No livro de São Marcos 9,30-37, o evangelista conta que Jesus percebeu uma conversa estranha entre os seus discípulos, e perguntou a eles o que estavam conversando pelo caminho. Na verdade estavam discutindo quem seria o primeiro no Reino de Jesus.
Certamente todos os Apóstolos tinham a mesma concepção dos judeus, de que o Messias viria para implantar um Reino social, político e econômico, restabelecendo o reino de Israel, reduzindo sob o seu jugo todas as nações e reinaria no meio de muita glória.
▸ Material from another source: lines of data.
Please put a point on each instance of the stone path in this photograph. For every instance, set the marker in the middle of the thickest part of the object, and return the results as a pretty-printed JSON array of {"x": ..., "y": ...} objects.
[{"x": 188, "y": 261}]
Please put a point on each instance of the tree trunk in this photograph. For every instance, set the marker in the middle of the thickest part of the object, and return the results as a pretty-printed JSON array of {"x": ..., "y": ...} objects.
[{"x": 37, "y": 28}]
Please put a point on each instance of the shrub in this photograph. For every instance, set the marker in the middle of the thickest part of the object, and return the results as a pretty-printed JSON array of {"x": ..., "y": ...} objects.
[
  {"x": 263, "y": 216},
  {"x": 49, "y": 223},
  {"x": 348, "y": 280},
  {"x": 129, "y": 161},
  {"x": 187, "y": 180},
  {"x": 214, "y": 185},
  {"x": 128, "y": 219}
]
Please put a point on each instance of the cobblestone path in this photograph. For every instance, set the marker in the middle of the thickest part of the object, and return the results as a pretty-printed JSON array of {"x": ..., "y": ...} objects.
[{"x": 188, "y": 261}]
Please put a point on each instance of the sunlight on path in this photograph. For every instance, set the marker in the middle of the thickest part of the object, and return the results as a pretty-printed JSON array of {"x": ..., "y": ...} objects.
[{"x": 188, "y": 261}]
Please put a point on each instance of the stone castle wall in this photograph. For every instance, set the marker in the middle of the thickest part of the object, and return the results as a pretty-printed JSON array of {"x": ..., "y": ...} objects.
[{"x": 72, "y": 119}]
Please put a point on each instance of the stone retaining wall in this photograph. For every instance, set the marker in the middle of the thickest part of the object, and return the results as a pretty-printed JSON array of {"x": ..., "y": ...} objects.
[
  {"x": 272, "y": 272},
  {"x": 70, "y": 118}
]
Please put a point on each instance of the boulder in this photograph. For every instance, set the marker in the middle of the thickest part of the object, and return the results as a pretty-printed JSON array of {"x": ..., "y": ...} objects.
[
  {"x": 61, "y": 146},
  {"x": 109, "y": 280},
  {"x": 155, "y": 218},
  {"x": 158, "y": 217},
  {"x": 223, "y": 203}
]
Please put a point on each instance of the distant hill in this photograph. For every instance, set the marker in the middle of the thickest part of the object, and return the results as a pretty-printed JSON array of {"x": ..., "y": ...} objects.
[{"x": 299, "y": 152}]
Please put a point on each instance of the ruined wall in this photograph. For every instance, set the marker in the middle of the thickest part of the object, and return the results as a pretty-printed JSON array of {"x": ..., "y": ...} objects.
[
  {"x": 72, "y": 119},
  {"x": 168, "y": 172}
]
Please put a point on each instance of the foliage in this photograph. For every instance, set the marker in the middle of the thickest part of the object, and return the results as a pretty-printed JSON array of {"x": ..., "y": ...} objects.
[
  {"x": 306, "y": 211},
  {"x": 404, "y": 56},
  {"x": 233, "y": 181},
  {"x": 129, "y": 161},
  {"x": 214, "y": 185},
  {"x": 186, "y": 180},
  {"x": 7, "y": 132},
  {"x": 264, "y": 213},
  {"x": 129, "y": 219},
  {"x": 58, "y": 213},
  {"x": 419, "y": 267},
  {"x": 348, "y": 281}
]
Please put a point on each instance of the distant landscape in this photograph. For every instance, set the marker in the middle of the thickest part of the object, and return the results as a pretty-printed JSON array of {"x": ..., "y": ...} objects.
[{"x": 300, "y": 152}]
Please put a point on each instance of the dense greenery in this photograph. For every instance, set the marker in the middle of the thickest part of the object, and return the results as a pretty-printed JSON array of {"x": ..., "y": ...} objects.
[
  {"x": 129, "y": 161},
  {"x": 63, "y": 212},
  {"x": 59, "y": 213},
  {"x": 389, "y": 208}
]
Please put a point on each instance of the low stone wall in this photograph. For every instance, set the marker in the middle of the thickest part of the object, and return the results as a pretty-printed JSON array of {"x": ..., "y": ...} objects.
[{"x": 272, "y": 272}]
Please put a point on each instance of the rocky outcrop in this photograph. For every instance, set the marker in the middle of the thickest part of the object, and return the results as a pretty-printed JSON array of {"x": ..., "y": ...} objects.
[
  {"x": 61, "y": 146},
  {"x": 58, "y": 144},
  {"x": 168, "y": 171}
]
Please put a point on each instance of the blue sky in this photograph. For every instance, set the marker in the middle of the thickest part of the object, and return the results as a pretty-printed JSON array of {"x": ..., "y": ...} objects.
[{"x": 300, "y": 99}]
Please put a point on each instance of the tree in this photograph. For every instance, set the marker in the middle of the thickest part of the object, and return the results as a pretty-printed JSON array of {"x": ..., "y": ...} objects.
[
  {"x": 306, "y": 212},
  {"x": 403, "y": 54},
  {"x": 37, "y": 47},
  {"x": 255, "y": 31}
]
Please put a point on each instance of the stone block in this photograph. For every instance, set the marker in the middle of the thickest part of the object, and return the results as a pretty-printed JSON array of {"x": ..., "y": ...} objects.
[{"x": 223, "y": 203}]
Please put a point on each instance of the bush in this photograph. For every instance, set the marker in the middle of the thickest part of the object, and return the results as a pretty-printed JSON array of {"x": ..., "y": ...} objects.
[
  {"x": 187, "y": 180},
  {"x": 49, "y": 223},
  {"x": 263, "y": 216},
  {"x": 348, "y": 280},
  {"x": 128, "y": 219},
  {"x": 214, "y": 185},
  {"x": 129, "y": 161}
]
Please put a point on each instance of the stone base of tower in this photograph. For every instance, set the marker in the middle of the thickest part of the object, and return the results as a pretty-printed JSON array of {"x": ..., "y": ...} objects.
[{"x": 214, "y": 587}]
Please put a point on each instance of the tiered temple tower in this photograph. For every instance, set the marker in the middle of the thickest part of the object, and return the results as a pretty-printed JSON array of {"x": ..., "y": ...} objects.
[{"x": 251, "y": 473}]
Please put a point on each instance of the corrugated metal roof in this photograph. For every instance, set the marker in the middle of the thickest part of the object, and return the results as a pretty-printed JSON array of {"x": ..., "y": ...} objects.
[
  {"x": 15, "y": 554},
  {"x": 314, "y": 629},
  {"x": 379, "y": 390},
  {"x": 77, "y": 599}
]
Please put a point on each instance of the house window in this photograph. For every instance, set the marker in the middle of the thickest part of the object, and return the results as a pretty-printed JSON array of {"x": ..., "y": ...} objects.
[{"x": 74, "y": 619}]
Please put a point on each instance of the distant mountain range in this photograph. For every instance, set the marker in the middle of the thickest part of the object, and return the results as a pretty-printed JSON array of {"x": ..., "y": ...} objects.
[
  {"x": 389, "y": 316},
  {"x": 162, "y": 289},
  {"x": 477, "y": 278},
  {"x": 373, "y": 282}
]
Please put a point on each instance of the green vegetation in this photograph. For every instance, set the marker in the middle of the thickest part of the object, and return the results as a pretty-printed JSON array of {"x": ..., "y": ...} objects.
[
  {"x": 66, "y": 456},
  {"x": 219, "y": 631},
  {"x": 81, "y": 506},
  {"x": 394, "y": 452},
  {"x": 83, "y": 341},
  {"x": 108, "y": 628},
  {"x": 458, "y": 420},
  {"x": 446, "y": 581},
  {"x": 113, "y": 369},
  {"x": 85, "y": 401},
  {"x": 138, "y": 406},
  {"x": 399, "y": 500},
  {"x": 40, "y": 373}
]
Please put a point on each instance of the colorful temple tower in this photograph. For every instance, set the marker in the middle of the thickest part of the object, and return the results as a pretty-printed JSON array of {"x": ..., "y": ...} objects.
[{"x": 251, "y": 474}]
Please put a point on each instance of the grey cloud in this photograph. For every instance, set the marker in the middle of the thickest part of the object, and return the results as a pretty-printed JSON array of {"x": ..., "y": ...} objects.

Incrível, os profetas já tinham anunciado com detalhes como seria o Reino a ser implantado pelo Messias, um reino espiritual, mas os judeus, subjugados pelos romanos, não aceitaram. Os profetas descreveram minuciosamente os padecimentos que o Messias sofreria, mas o povo repeliu a ideia de um Messias humilhado e sofredor. Conceberam o ideal de um Messias poderoso. E os Apóstolos também pensavam assim; por isso estavam disputando quem seria o primeiro. Será Pedro, será Tiago, será João?…
É neste ambiente saturado de ideias falsas sobre o Messias que Jesus teria de mostrar que é a humildade e a obediência a Seu Pai que iria trazer a Redenção à humanidade.
“Jesus sentou-se, chamou os doze e lhes disse: “Se alguém quiser ser o primeiro, que seja o último de todos e aquele que serve a todos!”
Em seguida, pegou uma criança, colocou-a no meio deles e, abraçando-a, disse: “Quem acolher em meu nome uma destas crianças, é a mim que estará acolhendo. E quem me acolher, está acolhendo, não a mim, mas àquele que me enviou”. (Mc 9,35-37)
Jesus ensina aos Apóstolos o que exatamente eles teriam que fazer para segui-Lo, e como. Ele vai dizer mais tarde a Pilatos: “Meu reino não é deste mundo!”. Como foi difícil para Jesus mudar essa mentalidade errada dos Apóstolos sobre Ele e seu messianismo.
Então Jesus usa dois conceitos básicos: 1 – reinar é servir; 2 – acolher os pequenos como se acolhe uma criança, que é totalmente indefesa.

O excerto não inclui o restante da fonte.